As a working mum I am charging about with my son and working and we don’t always give ourselves time to fully enjoy what we’re doing. The minute you stop it can hit you like a wallop in the face because you haven’t had a proper conversation with someone. This is where we need to be careful with social media – we need to turn it off sometimes and sit down with one person and have a proper conversation where we ask how they are and really listen to the answer. We need to connect on a deeper level rather than just having lots of superficial interactions.
“I suffered a lot with PND and I have really had to get that back to basics”
Imposter syndrome is a huge deal for women in particular and we really have to stop that. My son has helped me a lot – I suffered a lot with PND and I have really had to get that back to basics and remember that the only thing that really matters is my happy, healthy family. I am the first person to admit that while some mums manage homemade lunches for their kids, I got mine at the supermarket – I don’t know anyone who will judge me and I am not worried if they do, but I think that only comes from really having to take stock of yourself and really knowing that something has to give; knowing you can’t do it all.
After I had my son I was trying to do it all, I fell back into that trap of people pleasing. At the end of the day though, when it’s just you and your thoughts, that can make for a very lonely place. My advice is to take the pressure back and say no to a few things.
“Say no to a few things”
Have the time to notice things. Conduct a day or a week of your life as if you’re on holiday – maybe tell people you are on holiday when you’re not if you just want to focus on something or sit at home and chill out and not be accountable for everything. It gives a huge sense of empowerment to put a line in things and apply boundaries but people respond very well to them.
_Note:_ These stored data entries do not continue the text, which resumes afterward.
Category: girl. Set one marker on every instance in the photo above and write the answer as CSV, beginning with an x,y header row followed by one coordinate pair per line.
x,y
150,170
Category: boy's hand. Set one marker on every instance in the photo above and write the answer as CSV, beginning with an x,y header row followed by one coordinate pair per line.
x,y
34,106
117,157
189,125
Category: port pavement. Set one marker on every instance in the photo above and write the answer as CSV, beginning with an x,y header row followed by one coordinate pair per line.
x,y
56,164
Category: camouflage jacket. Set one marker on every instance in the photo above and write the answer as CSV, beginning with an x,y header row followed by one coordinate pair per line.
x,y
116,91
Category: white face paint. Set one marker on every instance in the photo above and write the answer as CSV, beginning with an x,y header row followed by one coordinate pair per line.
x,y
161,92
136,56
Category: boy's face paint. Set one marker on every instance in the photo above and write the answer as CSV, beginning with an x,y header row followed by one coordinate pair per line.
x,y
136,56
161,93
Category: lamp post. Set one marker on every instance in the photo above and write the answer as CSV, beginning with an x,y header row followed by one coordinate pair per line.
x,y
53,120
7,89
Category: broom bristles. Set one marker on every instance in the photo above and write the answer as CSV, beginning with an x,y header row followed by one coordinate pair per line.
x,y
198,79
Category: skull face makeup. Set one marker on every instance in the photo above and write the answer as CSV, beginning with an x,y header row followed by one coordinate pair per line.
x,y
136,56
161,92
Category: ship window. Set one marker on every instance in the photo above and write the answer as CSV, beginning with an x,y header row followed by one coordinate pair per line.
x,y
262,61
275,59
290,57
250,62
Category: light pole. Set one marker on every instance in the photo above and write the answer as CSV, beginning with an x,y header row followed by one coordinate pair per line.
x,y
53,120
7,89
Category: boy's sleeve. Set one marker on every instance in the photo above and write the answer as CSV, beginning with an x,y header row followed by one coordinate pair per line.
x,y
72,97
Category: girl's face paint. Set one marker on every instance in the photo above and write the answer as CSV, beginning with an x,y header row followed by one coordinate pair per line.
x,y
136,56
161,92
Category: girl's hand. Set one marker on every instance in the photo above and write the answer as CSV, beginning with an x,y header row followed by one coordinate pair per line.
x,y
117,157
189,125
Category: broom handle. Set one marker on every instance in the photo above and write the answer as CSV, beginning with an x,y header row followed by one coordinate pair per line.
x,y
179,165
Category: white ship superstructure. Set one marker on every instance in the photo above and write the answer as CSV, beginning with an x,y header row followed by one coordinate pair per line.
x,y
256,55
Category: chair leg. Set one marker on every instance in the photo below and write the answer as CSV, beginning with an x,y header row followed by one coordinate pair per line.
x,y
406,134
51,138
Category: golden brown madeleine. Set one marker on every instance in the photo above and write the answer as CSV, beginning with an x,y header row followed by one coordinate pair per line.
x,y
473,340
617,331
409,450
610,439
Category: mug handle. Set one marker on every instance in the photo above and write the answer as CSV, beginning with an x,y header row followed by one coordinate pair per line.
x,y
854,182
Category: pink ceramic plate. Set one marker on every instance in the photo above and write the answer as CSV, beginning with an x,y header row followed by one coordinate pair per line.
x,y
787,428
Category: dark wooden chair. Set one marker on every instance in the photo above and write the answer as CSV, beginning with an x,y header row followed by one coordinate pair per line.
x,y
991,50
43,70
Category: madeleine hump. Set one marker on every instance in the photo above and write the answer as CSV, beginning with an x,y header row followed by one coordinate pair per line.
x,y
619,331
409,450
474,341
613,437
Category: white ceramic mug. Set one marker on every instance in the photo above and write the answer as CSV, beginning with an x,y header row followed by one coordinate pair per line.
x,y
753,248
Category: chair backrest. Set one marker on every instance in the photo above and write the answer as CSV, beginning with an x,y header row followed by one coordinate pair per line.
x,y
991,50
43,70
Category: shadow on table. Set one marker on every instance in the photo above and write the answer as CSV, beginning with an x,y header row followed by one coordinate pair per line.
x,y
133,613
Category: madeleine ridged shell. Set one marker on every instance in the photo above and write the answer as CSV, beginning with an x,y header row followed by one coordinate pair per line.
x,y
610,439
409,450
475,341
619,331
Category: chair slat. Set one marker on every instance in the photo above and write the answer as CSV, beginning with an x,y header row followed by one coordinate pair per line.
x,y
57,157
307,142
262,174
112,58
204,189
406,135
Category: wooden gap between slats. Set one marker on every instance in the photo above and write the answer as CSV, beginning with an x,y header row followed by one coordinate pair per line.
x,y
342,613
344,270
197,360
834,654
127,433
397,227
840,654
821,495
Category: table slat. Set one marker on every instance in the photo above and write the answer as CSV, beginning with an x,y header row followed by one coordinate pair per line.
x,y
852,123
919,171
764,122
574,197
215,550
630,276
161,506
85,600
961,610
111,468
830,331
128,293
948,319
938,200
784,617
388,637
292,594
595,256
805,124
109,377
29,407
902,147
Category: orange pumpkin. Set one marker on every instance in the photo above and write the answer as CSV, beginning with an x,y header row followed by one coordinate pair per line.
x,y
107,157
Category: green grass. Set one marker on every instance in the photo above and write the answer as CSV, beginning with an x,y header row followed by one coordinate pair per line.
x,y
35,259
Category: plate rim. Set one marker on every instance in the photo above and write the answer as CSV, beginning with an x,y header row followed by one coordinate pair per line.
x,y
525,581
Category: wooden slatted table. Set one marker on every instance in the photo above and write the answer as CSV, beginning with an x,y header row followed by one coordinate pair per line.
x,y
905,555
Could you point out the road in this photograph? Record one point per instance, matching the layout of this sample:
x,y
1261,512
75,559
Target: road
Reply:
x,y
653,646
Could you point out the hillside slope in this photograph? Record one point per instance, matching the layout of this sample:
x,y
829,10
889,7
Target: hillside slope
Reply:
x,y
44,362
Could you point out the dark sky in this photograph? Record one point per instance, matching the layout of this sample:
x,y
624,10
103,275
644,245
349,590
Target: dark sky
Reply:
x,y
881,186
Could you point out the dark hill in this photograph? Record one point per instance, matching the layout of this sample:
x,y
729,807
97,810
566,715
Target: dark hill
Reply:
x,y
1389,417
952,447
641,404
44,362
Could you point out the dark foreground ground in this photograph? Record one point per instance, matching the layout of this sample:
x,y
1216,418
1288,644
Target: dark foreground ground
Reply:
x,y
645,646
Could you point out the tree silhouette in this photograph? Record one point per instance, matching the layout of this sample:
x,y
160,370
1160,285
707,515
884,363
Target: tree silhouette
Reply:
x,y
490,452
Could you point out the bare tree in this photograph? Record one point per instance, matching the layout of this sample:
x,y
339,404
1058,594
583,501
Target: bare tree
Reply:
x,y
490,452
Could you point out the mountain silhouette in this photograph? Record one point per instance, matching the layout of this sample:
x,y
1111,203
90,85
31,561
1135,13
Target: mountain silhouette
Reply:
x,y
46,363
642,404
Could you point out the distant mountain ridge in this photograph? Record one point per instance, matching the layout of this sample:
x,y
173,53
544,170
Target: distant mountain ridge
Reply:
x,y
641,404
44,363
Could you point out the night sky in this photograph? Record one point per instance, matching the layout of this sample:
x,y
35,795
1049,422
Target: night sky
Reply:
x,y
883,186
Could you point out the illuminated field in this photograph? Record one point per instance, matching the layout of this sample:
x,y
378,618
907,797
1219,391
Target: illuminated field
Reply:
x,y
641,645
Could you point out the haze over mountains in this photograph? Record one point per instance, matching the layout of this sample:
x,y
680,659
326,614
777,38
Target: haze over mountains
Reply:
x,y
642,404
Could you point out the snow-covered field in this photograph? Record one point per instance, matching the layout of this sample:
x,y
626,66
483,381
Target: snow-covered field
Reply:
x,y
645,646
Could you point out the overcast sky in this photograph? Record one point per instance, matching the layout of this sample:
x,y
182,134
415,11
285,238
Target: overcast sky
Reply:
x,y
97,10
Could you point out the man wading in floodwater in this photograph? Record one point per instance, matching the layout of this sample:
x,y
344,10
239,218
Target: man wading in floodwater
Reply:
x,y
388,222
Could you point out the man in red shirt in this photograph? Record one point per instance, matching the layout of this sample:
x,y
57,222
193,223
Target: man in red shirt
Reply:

Also, find people to talk to and have the right friendships. Sometimes friendships can be seasonal, and become more or less important at different stages in your life. It’s important to find people to talk to who you have something in common with. I am very happy to put my hands up and say I was a mother and baby group snob before I had my son, but I completely misjudged how important it can be to socialise with new people, people who are on the same wavelength. The refreshing new pair of eyes it’s cast on my life has been wonderful and I have really enjoyed nurturing new friendships.